Furthermore, home resales experienced a 12.6% drop. CREA was quick to point to the interest rate hikes by the Bank of Canada as the cause of the slowdown. The actual national average home price peaked in February but has declined for two consecutive months.
However, CREA said a market crash is far from happening, as prices are still 7% higher than in April 2021. Some industry experts believe the slower price appreciation isn’t an indication of a significant correction ahead.
Not so good news
The good news to would-be homebuyers is not actually a price drop but lower demand and fewer bidding wars. Canada Mortgage and Housing Corporation (CMHC) and real estate giant Royal Le Page have the same housing market outlook.
CMHC expects price growth, sales levels, and housing starts to moderate this year, but they should remain elevated throughout 2022. Royal Le Page even forecast the benchmark to increase 15% this year. Moreover, low housing inventory levels will keep values high.
Robert Hogue and the economics team at RBC expect prices to weaken modestly over the rest of the year. Because of the strong start to 2022, the big bank forecast an 8.1% price increase. Because of a stronger-than-expected start to the year. However, they project prices to fall by 2.2% in 2023.
Investors can pause plans to purchase investment properties and instead have indirect exposure to Canada’s real estate market. Real estate investment trusts (REITs) have become attractive to passive investors, because they generate regular cash flows from long-term leases.
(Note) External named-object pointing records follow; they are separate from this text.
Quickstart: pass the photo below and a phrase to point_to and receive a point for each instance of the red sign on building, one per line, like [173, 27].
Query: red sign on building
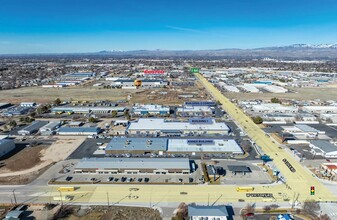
[154, 71]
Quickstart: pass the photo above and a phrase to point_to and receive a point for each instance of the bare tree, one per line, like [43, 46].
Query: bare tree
[246, 146]
[311, 207]
[324, 217]
[274, 206]
[182, 211]
[267, 208]
[248, 209]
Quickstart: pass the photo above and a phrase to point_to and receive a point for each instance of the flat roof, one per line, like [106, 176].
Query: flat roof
[150, 107]
[5, 141]
[306, 128]
[36, 125]
[324, 145]
[51, 125]
[134, 163]
[87, 109]
[219, 211]
[79, 129]
[134, 144]
[217, 146]
[161, 124]
[239, 168]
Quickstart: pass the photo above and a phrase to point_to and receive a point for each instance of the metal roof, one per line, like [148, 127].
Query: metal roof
[134, 144]
[238, 168]
[51, 125]
[207, 211]
[325, 146]
[36, 125]
[162, 124]
[134, 163]
[79, 129]
[218, 146]
[306, 128]
[13, 214]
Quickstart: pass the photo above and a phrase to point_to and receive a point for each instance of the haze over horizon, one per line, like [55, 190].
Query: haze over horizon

Your cash outlay is also lower compared to buying physical properties.
Top-tier REITs like Granite (TSX:GRT.UN) and Summit Industrial (TSX:SMU.UN) trade at a discount but remain reliable income providers and ideal hedges against inflation. The former pays a decent 3.44% dividend ($90.10 per share), while the latter’s yield is 3.02% ($19.23 per share).
Granite owns and manages logistics, warehouse, and industrial properties (137 total) in North America and Europe. In Q1 2022, revenue, net operating income (NOI), and net income increased 13.24%, 11.90%, and 116.30%, respectively, versus Q1 2021. After the first quarter and as of May 11, 2022, the $5.95 billion REIT added three more income-producing assets to its growing portfolio.
Summit Industrial looks forward to a stronger 2022 based due to strong market fundamentals. Its CEO Paul Dykeman said, “Significant market demand and low availability in all our target markets are driving further increases in rental rates, near-full occupancies and expansion opportunities.”
In Q1 2022, the $3.64 billion REIT reported 12.15%, 11.25%, and 82.68% increases in revenue, (NOI), and net income, respectively, compared to Q1 2021. Summit enjoys a near-full occupancy rate of 98.2% from its 159 multi-use industrial properties.
Rising mortgage costs
Many homebuyers are rethinking their options because mortgage costs are rising, too. No one is sure when real estate prices will finally fall.